時間になったら “添付調味料を入れる前に” ノンフライ麺をほぐし、それから液体スープを馴染ませて、特製油を浮かべた後、かやく調理品をトッピングしたら出来上がり。ちなみに総カロリーはリニューアル前(415kca)と比較して17kcal低い398kcalとなっており、黒トリュフの香りも穏やかになっているのですが、なるほど新たに追加されたポルチーニ茸の香りは印象的。
なおリニューアル前の製造所は「麺づくり」などを生産しているユタカフーズ(東洋水産のグループ企業)となっていたのに対し、リニューアル後(2021年5月発売品)の製造所は群馬県館林市にある東洋水産の自社工場に変わっていたので、麺の仕様変更が関係しているのかもしれません。というわけで、引き続きリニューアル前後の違いに注目しつつ「めん」「スープ」「具材」の特徴を解説し、カップ麺としての総合力を判定します。
栄養成分表示:1食(120g)あたり |
カロリー:398kcal たん白質:11.9g 脂 質:13.4g 炭水化物:59.0g (糖 質:56.0g) (食物繊維:3.0g) 食塩相当量:5.5g (めん・かやく:2.0g) (スープ:3.5g) ビタミンB1:0.29mg ビタミンB2:0.30mg カルシウム:136mg |
参考値(調理直後に分別した値) 熱量:398kcal(めん・かやく:310kcal)(スープ:88kcal) |
※当ブログに掲載している「原材料名」及び「アレルゲン情報」並びに「栄養成分表示」などの値は、実食時点の現品に基づいたもので、メーカーの都合により予告なく変更される場合があります。ご購入・お召し上がりの前には、お手元の製品に記載されている情報を必ずご確認ください。 |
めん
マルちゃん正麺カップの流れを汲むノンフライ麺
パッケージに “生麺ゆでてうまいまま製法” の記載は見当たらなかったのですが、原材料に「こんにゃく」を使用しているのが最大の特徴で、これは2015年(平成27年)10月5日に発売された「マルちゃん正麺(せいめん)カップ」の特許製法(特許5719064号)を代表する特徴の一つ。

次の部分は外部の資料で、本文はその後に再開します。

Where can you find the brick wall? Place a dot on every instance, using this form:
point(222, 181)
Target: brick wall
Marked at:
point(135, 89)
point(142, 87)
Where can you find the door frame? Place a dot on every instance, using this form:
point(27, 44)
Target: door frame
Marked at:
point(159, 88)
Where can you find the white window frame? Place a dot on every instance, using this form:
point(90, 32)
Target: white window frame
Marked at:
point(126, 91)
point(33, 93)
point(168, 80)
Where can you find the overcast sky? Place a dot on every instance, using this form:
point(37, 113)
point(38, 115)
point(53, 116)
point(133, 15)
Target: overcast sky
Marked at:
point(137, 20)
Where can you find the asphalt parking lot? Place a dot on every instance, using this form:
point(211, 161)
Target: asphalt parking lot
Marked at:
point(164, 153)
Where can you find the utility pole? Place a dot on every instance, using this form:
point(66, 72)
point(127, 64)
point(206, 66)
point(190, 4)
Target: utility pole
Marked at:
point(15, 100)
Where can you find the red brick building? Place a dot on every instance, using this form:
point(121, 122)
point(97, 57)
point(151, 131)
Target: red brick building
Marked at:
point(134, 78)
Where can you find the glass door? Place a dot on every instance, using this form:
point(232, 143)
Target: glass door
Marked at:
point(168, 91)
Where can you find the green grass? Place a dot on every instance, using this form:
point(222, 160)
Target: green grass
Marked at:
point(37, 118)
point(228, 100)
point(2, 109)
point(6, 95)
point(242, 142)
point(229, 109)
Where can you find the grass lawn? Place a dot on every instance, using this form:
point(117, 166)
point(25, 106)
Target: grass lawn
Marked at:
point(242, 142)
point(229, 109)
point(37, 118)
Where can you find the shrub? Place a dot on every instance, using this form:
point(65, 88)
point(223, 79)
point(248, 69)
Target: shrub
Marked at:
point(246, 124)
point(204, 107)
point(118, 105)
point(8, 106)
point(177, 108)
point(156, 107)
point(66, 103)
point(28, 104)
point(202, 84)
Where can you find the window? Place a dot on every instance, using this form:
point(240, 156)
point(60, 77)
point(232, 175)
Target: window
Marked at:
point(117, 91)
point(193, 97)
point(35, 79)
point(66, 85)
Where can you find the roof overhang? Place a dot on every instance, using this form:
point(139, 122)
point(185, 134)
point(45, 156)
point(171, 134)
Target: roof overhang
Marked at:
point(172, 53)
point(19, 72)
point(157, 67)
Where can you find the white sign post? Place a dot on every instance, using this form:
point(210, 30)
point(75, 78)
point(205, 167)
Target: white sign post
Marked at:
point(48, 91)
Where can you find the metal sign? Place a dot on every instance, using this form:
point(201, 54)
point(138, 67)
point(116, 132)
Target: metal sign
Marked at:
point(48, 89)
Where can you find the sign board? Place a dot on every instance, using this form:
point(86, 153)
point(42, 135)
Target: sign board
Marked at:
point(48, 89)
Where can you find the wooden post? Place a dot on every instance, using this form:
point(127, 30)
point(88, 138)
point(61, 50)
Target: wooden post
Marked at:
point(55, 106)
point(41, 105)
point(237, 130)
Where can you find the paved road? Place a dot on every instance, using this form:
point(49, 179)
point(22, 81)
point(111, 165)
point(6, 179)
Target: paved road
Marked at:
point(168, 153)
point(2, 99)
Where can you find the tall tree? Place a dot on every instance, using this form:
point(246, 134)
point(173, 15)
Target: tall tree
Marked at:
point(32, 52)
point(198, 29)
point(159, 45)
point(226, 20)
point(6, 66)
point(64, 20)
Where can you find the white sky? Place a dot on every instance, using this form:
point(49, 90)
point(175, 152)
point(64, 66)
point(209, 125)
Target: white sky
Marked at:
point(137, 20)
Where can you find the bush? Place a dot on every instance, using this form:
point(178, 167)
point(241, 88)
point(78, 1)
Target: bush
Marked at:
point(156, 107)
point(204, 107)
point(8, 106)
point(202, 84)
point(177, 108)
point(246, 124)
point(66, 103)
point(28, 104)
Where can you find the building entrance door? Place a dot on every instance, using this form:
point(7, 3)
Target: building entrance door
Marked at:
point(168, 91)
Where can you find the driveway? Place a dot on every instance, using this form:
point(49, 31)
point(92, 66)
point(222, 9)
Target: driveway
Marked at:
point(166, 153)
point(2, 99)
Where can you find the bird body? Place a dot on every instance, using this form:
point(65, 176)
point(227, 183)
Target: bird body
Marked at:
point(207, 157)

しかし、たとえば「マルちゃん正麺カップ」の定番「芳醇こく醤油」や「香味まろ味噌」に使われているノンフライ麺ほど加水率の高い質感ではなく、むしろ加水率は低めの設定で、仕上がりとしてはカタめの茹で加減をイメージ。そのため箸で持ち上げたときの重量感は劣りますが、生の麺を茹で上げたかのような臨場感と鼻に抜ける小麦の風味は心地よく、以前よりも洗練された雰囲気に。
リニューアル前の「醤油Soba」には「麺づくり」で培ってきたノウハウを、リニューアル後の「醤油ラーメン」には「マルちゃん正麺」で培ってきたノウハウを反映しているような仕上がりだったので、同じ「Japanese Soba Noodles 蔦」監修のカップ麺でも雰囲気は別物。どちらが好みかについてはさておき、後述するスープの表情も穏やかになっていたので、その雰囲気に合わせたのかもしれません。
スープ
これがコラボ第1弾なら話は変わってくるんだけど‥‥
リニューアル前の食塩相当量は7.1g(スープ 4.3g)だったのに対し、リニューアル後の食塩相当量は5.5g(スープ 3.5g)と低く、実際の味わいも然り。液体スープには濃口しょうゆベースのタレを使っているので、大掴みの骨組みは踏襲されているのですが、濃口しょうゆ特有のキレは弱く、鰹(かつお)や鯖(さば)を中心とした節系の旨味(だし感)も穏やかに‥‥。
味のジャンルとしては、ラーメンのスープというよりも上品な「蕎麦(そば)つゆ」で、それも更科(さらしな)系の日本蕎麦を合わせたくなる優しいテイスト。
そこに浮かべる「特製油」にも大きな変化が生じており、黒トリュフ・ポルチーニ茸ともに香料を使用しているのですが、あの強烈な主張を放っていた黒トリュフの攻撃性が感じられません。たしかに香りのベクトルは白トリュフではなく黒トリュフ、けれども “いい意味で人工的だったインパクトの強さ” が鳴りを潜め、ずいぶんと穏やかな主張に。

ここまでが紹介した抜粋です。